Do CFOs who serve on the boards of other companies bring back valuable insights that help their own companies deliver greater value to shareholders? Or are the CFOs of outperforming companies simply more attractive board candidates?
Either way, the outperformance is plain to see. Among the 482 publicly held companies in the S&P 500, 102 of their finance chiefs served on at least one outside board in 2012. Among them, 63 have been in the CFO seat at their current company for at least three years. The median three-year total shareholder return (TSR) delivered by those CFOs’ companies from 2010 to 2012 was 19.9 percent, compared to 15.2 percent for companies whose CFOs didn’t serve on a board, according to an analysis of SEC filings by executive-compensation data firm Equilar.
Historically, the methodology for building a board of directors was often characterized as tapping an “old boy’s network,” in which board composition typically was fairly homogeneous, without great diversity, accountability or independence, Equilar wrote in its report. But because of the high-profile instances of corporate malfeasance in the 2000s, significant legislative and regulatory actions that are holding boards to higher performance standards and the ever-expanding global marketplace, today’s boards seek a deeper pool of talent from which to recruit.
Specifically, more boards are bringing on CEOs of other companies – 234 of the ones within the study group served on outside boards in 2012 – as well as CFOs.
But the TSR performance for the 27 companies where both the CEO and CFO served on at least one outside board, 19.5 percent, was actually slightly less than those where only the finance chief did so.
Equilar noted that service on outside boards is becoming part of some companies’ succession-planning process.
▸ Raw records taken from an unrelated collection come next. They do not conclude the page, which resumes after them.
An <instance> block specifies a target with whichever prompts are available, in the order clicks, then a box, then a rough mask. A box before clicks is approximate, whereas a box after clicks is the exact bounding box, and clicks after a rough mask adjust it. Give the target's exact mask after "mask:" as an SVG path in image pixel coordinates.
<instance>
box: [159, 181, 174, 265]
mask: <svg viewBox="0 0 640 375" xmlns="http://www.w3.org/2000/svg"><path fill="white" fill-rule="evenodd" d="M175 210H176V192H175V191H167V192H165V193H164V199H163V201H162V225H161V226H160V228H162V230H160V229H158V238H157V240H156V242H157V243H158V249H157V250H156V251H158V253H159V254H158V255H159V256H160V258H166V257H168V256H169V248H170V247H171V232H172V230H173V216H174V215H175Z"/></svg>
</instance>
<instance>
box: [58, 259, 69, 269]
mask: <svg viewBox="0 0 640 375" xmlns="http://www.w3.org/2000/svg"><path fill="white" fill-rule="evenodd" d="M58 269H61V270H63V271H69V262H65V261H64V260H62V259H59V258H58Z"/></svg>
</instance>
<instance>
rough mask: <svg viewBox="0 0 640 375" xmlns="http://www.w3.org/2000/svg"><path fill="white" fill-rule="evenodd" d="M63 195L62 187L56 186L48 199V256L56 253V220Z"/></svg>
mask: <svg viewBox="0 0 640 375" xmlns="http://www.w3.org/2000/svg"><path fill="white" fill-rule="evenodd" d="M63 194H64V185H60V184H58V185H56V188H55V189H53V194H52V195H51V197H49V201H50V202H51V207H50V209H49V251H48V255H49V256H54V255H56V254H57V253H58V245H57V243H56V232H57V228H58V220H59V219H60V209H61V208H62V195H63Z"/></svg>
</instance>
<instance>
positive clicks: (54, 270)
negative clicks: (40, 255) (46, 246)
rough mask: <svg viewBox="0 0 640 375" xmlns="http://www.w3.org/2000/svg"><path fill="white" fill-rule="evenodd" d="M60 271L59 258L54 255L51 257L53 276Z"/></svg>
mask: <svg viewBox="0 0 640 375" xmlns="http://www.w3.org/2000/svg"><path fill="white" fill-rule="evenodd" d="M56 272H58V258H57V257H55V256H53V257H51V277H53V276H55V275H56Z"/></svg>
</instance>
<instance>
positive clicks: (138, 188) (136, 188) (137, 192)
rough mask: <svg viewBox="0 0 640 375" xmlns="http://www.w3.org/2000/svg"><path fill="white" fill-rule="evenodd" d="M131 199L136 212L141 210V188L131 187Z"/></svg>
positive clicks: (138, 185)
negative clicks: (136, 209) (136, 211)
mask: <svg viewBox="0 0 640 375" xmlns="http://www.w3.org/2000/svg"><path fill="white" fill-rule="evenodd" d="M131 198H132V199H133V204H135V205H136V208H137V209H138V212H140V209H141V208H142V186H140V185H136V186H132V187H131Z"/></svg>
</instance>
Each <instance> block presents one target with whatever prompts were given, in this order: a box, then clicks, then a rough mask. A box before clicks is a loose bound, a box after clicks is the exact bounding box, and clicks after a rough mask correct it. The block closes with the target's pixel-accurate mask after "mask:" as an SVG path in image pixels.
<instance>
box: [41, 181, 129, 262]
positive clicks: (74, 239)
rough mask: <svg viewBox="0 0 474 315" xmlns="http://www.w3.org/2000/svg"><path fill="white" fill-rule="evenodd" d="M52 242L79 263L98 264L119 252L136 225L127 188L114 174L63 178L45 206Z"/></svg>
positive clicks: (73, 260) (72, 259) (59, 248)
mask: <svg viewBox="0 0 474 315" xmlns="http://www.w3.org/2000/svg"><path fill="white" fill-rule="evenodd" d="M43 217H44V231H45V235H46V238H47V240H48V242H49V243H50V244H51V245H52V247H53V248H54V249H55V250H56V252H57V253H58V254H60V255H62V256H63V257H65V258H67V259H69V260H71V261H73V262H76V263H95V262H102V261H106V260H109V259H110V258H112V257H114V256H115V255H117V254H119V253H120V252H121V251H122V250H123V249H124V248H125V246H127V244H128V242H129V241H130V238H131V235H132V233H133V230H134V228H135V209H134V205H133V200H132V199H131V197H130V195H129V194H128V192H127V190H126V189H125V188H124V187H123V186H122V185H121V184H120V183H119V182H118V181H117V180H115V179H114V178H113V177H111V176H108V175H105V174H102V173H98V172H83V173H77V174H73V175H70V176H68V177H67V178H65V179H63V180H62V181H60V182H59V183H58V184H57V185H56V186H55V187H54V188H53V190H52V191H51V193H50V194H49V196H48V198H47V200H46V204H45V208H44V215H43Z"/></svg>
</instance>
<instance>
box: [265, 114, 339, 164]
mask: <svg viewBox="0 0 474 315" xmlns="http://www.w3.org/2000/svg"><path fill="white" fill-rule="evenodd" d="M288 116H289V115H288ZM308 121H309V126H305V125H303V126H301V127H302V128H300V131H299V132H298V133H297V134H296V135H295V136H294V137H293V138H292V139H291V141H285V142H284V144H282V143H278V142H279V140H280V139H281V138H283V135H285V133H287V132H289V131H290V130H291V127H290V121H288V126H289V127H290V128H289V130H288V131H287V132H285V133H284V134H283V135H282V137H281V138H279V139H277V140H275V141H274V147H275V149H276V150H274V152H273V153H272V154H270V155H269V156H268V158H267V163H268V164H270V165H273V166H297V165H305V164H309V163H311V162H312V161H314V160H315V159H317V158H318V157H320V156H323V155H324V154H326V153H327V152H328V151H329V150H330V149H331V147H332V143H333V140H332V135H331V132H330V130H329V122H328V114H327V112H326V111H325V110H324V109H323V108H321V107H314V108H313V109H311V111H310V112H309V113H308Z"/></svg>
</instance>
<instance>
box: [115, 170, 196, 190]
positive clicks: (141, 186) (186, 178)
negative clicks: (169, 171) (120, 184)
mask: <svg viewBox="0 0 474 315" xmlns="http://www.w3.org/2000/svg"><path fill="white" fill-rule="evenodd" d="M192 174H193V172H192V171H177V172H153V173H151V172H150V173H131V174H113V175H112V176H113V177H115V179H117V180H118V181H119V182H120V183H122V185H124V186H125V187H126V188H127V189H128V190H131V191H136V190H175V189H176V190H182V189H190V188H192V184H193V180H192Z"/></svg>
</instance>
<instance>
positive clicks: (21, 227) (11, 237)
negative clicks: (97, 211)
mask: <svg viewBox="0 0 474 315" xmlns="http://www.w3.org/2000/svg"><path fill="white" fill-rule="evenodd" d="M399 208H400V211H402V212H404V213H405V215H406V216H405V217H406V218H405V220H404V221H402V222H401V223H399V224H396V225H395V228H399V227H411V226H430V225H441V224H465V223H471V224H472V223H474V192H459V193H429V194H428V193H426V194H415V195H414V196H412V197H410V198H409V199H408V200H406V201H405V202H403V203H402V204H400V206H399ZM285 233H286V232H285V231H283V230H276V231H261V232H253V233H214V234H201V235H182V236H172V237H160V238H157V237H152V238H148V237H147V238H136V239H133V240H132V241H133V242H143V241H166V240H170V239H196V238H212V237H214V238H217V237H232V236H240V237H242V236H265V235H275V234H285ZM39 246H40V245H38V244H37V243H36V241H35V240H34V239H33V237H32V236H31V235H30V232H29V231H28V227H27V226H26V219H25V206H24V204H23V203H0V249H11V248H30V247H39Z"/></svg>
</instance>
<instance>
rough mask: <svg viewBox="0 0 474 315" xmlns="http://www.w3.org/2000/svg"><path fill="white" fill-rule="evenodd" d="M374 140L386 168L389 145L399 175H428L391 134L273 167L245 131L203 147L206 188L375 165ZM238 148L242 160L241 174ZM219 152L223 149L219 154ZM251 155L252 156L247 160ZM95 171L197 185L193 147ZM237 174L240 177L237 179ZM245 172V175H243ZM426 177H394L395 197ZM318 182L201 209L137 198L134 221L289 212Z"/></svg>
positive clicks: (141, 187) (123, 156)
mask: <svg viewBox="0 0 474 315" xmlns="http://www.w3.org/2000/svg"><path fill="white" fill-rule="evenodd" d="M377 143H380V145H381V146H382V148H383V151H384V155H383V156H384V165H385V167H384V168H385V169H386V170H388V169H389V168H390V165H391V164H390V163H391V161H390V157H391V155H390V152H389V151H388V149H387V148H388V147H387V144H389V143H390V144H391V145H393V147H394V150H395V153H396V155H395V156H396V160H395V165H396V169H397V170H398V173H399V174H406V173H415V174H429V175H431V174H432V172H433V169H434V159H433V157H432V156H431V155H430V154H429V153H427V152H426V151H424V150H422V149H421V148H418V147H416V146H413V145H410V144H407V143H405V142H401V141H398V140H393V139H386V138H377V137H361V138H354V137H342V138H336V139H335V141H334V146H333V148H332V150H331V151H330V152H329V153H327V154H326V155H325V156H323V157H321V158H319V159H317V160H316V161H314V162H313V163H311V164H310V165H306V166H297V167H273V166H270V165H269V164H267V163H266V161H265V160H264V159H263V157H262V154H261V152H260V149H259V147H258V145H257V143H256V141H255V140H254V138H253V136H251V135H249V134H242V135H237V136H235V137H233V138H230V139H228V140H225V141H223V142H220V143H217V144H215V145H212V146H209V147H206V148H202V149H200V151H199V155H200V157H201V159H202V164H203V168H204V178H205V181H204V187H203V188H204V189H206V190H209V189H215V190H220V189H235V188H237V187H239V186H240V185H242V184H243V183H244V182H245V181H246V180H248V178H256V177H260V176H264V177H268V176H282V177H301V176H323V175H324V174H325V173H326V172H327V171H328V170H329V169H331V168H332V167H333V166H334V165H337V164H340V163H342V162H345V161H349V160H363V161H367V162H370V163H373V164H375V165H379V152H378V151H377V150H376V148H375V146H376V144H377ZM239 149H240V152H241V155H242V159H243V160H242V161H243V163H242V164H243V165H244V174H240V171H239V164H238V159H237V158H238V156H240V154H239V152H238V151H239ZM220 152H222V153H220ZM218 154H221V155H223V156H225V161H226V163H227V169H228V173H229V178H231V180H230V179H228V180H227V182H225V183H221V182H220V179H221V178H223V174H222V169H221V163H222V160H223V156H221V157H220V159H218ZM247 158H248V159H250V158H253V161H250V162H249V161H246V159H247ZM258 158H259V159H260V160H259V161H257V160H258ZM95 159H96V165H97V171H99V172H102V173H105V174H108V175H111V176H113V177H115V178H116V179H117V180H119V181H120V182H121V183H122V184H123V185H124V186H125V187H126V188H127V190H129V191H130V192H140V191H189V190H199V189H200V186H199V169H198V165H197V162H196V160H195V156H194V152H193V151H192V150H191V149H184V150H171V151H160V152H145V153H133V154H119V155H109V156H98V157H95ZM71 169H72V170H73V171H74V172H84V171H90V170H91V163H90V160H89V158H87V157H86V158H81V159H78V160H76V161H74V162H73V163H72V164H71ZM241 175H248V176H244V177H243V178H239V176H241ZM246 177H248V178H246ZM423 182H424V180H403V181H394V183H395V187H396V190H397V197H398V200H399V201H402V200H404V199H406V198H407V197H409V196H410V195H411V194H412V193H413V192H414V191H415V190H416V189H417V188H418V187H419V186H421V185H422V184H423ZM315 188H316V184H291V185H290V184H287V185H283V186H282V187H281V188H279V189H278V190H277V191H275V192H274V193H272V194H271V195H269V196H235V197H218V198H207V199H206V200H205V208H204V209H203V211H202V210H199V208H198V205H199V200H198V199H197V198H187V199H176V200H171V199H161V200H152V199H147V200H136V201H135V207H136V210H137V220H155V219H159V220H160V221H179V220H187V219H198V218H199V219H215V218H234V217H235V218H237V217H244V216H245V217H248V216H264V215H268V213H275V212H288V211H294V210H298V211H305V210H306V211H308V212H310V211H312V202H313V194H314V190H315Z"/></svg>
CFOs that perform such service have a leg up as potential candidates when the CEO slot opens up.
“Serving on an outside board provides the opportunity for executives to gain exposure to complementary industry strategies and challenges, learn from experienced board colleagues, and further refine leadership abilities,” the research firm wrote. And taking advantage of those opportunities behooves not only CFOs’ career outlook but also the companies they work for.
Still, there is a question as to whether the above-mentioned TSR premium is more a result of a CFO serving on an outside board, or a cause of such service. “We’d have to do much more detailed research to establish that, but it is a chicken-and-egg issue,” Aaron Boyd, Equilar’s director of governance research, tells CFO. “It makes sense that the CFO of a company that is getting attention for performing well is more likely to be invited to join a board, but they also can gain new perspective that they can use to continue growing TSR at their own company. I don’t think you can say it’s definitively one or the other.”
At any rate, companies whose CFOs serve on outside boards are larger than others, and those finance chiefs make more money than their non-outside-director counterparts. The median market capitalization for those two groups was $14.9 billion and $10.6 billion, respectively, and median total 2012 compensation was $3.4 million and $3.1 million, respectively.
Meanwhile, the study found that women CFOs are far more likely to get board seats than men. Among the 102 finance chiefs who were on outside boards, 20 were women. Those 20 represented 60 percent of the women CFOs among the study group’s 484 companies. The 82 men who served on boards represented just 22 percent of male CFOs in the study group.
Many boards have, in fact, sought to diversify their membership by adding women directors in recent years.